Nun, besonders nach der vorerst letzten "Bezirksreform" hat sich herausgebildet, dass Polizei und Feuerwehr, nun jedoch auch Handelsbetriebe sowie manchmal auch andere Wirtschaftsunternehmen nur noch den Bezirksnamen verwenden und dabei übersehen, daß diese große Stadt doch aus einer Vielzahl kleiner und größerer Gemeinden entstanden ist und daher bis heute Kiezekennt und abgrenzt. Und diese haben neben anderen Eigenheiten oft auch Straßennamen, die anderswo in Berlin gleich lauten. Da ist es schon passiert, dass ein Senator am falschen Ort abgesetzt wurde.

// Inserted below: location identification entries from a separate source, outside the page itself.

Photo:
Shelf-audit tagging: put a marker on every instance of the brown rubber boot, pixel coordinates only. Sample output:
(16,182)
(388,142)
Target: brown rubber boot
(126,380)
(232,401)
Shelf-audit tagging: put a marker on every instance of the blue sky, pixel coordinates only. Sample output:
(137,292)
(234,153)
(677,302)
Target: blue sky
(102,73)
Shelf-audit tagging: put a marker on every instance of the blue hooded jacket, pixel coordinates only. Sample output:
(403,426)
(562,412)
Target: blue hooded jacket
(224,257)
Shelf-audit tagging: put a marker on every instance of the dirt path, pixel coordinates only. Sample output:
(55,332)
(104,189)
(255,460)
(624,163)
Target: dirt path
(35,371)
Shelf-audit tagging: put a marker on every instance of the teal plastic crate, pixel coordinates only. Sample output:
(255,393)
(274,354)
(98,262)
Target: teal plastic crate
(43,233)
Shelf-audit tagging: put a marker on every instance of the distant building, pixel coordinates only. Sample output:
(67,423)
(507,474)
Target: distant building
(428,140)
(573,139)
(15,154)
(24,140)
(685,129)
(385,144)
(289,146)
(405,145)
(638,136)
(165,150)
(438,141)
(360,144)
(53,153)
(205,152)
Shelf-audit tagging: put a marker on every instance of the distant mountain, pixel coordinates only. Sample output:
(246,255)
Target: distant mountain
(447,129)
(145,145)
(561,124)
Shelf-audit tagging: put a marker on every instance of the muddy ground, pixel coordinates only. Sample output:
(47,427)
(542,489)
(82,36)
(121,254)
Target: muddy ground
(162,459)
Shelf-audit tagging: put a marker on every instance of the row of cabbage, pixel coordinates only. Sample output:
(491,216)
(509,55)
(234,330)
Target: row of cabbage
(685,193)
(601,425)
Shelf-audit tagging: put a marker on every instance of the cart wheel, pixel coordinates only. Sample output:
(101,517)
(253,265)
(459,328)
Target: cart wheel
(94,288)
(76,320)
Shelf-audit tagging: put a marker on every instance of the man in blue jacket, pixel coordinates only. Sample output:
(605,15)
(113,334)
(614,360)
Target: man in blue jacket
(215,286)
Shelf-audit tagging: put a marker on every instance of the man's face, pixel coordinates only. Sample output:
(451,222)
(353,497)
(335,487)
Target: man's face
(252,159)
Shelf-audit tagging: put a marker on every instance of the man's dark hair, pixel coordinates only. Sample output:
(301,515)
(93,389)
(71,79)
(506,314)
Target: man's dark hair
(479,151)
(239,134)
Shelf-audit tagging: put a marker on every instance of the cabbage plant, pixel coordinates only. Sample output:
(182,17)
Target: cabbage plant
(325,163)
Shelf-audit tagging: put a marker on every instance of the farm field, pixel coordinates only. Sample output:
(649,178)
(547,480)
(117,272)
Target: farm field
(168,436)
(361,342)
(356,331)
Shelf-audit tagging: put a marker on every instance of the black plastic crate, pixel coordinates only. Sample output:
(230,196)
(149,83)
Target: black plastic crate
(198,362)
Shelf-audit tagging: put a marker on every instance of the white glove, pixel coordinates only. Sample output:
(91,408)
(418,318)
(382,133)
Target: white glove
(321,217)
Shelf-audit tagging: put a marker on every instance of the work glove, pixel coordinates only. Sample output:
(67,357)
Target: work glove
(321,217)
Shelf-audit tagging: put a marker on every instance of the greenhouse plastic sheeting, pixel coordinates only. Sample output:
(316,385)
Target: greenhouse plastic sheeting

Vielleicht auch, dass die Feuerwehr oder der Rettungswagen deshalb verspätet am Notfallort eintraf. Oder dass ein Kunde den neu eröffneten Supermarkt ganz woanders suchte, als er wirklich war. Es ist deshalb keineswegs nur Lokalpatriotismus, wenn die traditionsbewussten Bewohner gegen das Verschweigen der "Kietzadresse" auftreten. Es kann ja schließlich auch lebenswichtig sein. Und sollte deshalb die Bezirke wie die einschlägigen Senatsdienststellen veranlassen, baldmöglich ein Umdenken einsetzen zu lassen.